Vitamin D and Diabetes
Recent studies have now shone new light on the benefits of Vitamin D. Its deficiency is now linked to diabetes. It is said to be an even more decisive factor than obesity. A study which included a sample of over 100 people has shown that those with low Vitamin D levels are more prone to have type 3 diabetes, metabolic syndrome or pre-diabetes irrespective of whether they are obese or not.
The study also looked into people who were obese and those without metabolic disorders. The study revealed that those with high Vitamin D levels had no metabolic disorders, while those with lower levels of Vitamin D suffered with metabolic disorders. With respect to lean people, those with lower Vitamin D levels also suffered with metabolic disorders.
According to the recent studies, Vitamin D is more closely associated with glucose metabolism. Vitamin D deficiency along with obesity poses greater risk of metabolic disorders, mainly diabetes.
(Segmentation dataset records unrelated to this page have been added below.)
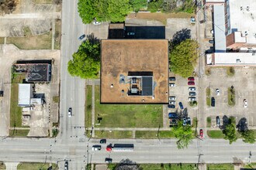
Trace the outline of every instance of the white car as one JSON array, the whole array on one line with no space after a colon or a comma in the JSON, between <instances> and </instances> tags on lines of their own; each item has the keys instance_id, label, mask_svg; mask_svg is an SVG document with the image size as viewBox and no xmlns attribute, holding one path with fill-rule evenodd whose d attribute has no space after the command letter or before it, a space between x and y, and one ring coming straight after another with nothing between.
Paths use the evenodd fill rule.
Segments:
<instances>
[{"instance_id":1,"label":"white car","mask_svg":"<svg viewBox=\"0 0 256 170\"><path fill-rule=\"evenodd\" d=\"M189 91L195 91L195 87L189 87Z\"/></svg>"},{"instance_id":2,"label":"white car","mask_svg":"<svg viewBox=\"0 0 256 170\"><path fill-rule=\"evenodd\" d=\"M175 83L169 83L169 87L175 87Z\"/></svg>"},{"instance_id":3,"label":"white car","mask_svg":"<svg viewBox=\"0 0 256 170\"><path fill-rule=\"evenodd\" d=\"M216 96L220 96L220 90L219 90L219 89L216 89Z\"/></svg>"},{"instance_id":4,"label":"white car","mask_svg":"<svg viewBox=\"0 0 256 170\"><path fill-rule=\"evenodd\" d=\"M244 107L246 108L247 107L247 100L246 100L246 99L244 99Z\"/></svg>"}]
</instances>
A study conducted in India showed that Vitamin D can play an important role in diabetes prevention. Vitamin D along with calcium supplementation and exercised prevents the progression of pre-diabetes into full-blown diabetes. Every unit of Vitamin D increase brought down the progression of pre-diabetes into diabetes by eight percent.
Vitamin D and Dementia
Vitamin D also plays a role in preventing dementia. A study conducted by an international team of over 1,600 seniors clearly established a connection between Vitamin D deficiency and dementia. It was observed that seniors deficient of Vitamin D were two times more vulnerable of developing dementia and Alzheimer’s disease than those with adequate Vitamin D levels. Greater the deficiency of Vitamin D, greater is the risk of developing dementia. For example, the risk of developing dementia was 125% greater in those with severe deficiency and 53% greater in those with mild deficiency.
It is to be noted that a connection has been established between Vitamin D deficiency and dementia, but there is not enough evidence to suggest that Vitamin D deficiency causes dementia. More studies are required to conclusively suggest the adequate levels of Vitamin D required delaying, treating or preventing dementia.
How to Get Vitamin D
The best source of Vitamin D is the sun. Our skin is capable of producing Vitamin D when exposed to the sun. The ability of the skin to efficiently produce Vitamin D decreases with age. Hence, with age consumption of Vitamin D must be increased. Some good sources of Vitamin D are salmon, tuna, yogurt, orange juice, cod liver oil and beef liver.
Also it is beneficial to regularly check for Vitamin D levels in the body. The Vitamin D levels in the body is revealed by a simple test called 25-hydroxyvitamin D or 25(OH)D.
It is always better to prevent a disease than cure it. Hence, it is beneficial to consume necessary amounts Vitamin D.